Chapter 8 Working with XML Documents
XML is a framework for creating markup languages. It has been designed specifically for use on the Web.
Here is an example XML document:
<?xml version="1.0"?> <Example> <Computer> <Name>Toshiba</Name> <Processor>Pentium</Processor> <Memory units="MB">96</Memory> </Computer> </Example>
Any complete XML document starts with an XML declaration (the first line in the example above).
Other attributes can be added to this declaration, as described in any XML book.
An XML document must be valid, well-formed, or both.
To define a set of tags for use in a particular application, XML uses a separate document named a document type definition (DTD). A DTD states what tags are allowed in an XML document and defines rules for how those tags can be used in relation to each other. It defines the elements that are allowed in the language, the attributes each element can have, and the type of information each element can hold. Documents can be verified against a DTD to ensure that they follow all the rules of the language. A document that satisfies a DTD is said to be valid.
The DTD for documents like the example given above might look something like this:
<!DOCTYPE Example [ <!ELEMENT Computer (Name, Processor, Memory)> <!ELEMENT Name (#PCDATA)> <!ELEMENT Processor (#PCDATA)> <!ELEMENT Memory (#PCDATA)> <!ATTLIST Memory units #REQUIRED> ]>
If a document uses a DTD, the DTD must immediately follow the declaration.

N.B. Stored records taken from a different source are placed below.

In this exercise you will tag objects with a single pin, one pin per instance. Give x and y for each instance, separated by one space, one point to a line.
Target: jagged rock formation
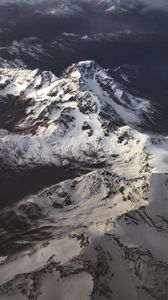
89 145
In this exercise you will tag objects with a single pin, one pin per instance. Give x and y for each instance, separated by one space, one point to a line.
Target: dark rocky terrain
83 150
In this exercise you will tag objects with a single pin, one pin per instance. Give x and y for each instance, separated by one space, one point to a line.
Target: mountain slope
86 145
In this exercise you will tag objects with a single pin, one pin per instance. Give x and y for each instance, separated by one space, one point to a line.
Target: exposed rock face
87 146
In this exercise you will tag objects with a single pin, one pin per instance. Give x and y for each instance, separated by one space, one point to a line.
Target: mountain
83 204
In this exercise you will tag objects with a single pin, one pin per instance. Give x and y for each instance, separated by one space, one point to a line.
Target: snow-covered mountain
102 219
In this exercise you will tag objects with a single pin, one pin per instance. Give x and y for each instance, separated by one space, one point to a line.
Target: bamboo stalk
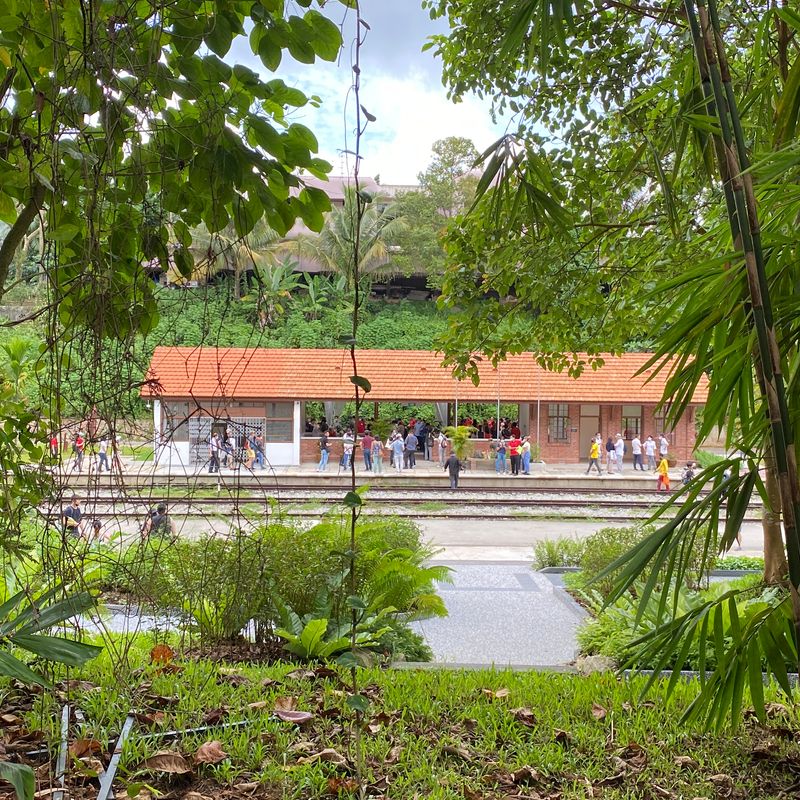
708 47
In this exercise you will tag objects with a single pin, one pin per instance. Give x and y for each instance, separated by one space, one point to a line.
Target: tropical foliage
651 184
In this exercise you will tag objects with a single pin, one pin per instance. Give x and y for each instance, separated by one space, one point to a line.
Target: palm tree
226 252
333 247
275 286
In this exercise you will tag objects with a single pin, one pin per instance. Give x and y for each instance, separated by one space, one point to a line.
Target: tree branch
17 233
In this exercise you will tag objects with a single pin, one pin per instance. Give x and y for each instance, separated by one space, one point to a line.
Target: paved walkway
505 614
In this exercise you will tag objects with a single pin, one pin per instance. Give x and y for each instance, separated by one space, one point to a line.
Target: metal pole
497 418
538 401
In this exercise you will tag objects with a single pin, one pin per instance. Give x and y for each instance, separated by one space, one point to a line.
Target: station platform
425 474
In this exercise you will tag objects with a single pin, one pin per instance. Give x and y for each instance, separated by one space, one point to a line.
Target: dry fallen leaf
215 715
297 717
685 762
285 703
526 775
394 755
155 718
329 755
210 753
84 747
166 761
524 715
161 654
496 695
233 679
337 785
301 674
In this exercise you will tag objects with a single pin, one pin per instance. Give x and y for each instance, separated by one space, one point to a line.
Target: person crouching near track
663 474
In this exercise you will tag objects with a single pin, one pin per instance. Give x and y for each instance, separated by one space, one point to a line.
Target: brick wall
682 439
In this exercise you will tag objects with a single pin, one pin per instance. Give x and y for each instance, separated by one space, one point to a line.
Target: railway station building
195 391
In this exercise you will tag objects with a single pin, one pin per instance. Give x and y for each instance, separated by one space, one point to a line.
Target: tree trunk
775 566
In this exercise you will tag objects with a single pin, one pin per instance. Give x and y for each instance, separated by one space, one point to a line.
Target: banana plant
25 624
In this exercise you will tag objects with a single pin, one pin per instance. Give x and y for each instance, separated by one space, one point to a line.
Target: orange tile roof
399 375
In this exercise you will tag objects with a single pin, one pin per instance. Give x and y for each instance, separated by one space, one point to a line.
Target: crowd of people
654 450
405 442
227 449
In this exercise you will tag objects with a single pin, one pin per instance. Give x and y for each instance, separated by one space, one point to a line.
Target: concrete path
503 614
513 540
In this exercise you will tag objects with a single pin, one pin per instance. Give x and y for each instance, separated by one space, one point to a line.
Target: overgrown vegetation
442 735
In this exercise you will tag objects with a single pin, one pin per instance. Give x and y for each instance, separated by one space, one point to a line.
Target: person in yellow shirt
594 456
663 474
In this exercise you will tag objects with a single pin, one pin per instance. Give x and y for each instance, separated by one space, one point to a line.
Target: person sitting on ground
158 523
453 466
72 517
663 475
249 454
95 534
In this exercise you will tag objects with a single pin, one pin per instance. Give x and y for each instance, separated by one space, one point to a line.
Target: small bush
601 549
740 562
562 552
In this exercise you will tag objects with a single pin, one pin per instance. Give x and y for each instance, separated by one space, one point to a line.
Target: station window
631 421
558 422
279 422
175 421
663 425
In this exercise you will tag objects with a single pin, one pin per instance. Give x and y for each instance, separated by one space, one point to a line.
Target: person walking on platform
398 448
619 448
636 449
453 466
650 452
526 455
663 475
611 455
594 457
500 458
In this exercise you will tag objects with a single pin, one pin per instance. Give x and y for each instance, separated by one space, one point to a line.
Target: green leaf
353 500
361 382
55 648
358 702
220 36
14 668
65 232
8 210
21 777
347 660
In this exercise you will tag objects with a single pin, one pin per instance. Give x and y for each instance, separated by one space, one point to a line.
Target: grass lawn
428 734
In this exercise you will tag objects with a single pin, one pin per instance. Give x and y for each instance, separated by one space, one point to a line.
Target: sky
400 85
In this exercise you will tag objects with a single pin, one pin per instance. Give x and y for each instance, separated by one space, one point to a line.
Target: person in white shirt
619 447
650 452
636 449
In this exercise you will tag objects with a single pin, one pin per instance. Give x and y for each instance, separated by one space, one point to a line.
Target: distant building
198 390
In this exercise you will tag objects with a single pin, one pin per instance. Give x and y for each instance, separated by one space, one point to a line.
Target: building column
296 433
156 431
525 418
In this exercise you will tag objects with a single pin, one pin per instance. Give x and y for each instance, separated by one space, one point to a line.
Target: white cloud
411 115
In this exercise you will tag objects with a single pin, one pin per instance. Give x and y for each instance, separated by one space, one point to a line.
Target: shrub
226 582
601 549
740 562
562 552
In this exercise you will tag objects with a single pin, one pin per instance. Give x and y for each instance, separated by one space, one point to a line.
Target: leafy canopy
104 108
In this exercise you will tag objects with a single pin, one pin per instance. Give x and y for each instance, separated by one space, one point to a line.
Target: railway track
309 503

The second way to specify XML syntax is to assume that a document is using its language properly. XML provides a set of generic syntax rules that must be satisfied, and as long as a document satisfies these rules, it is said to be well-formed. All valid documents must be well-formed.
Processing well-formed documents is faster than processing valid documents because the parser does not have to verify against the DTD. When valid documents are transmitted, the DTD must also be transmitted if the receiver does not already possess it. On the other hand, well-formed documents can be sent without other information.
XML documents should conform to a DTD if they are going to be used by more than one application. If they are not valid, there is no way to guarantee that various applications will be able to understand each other.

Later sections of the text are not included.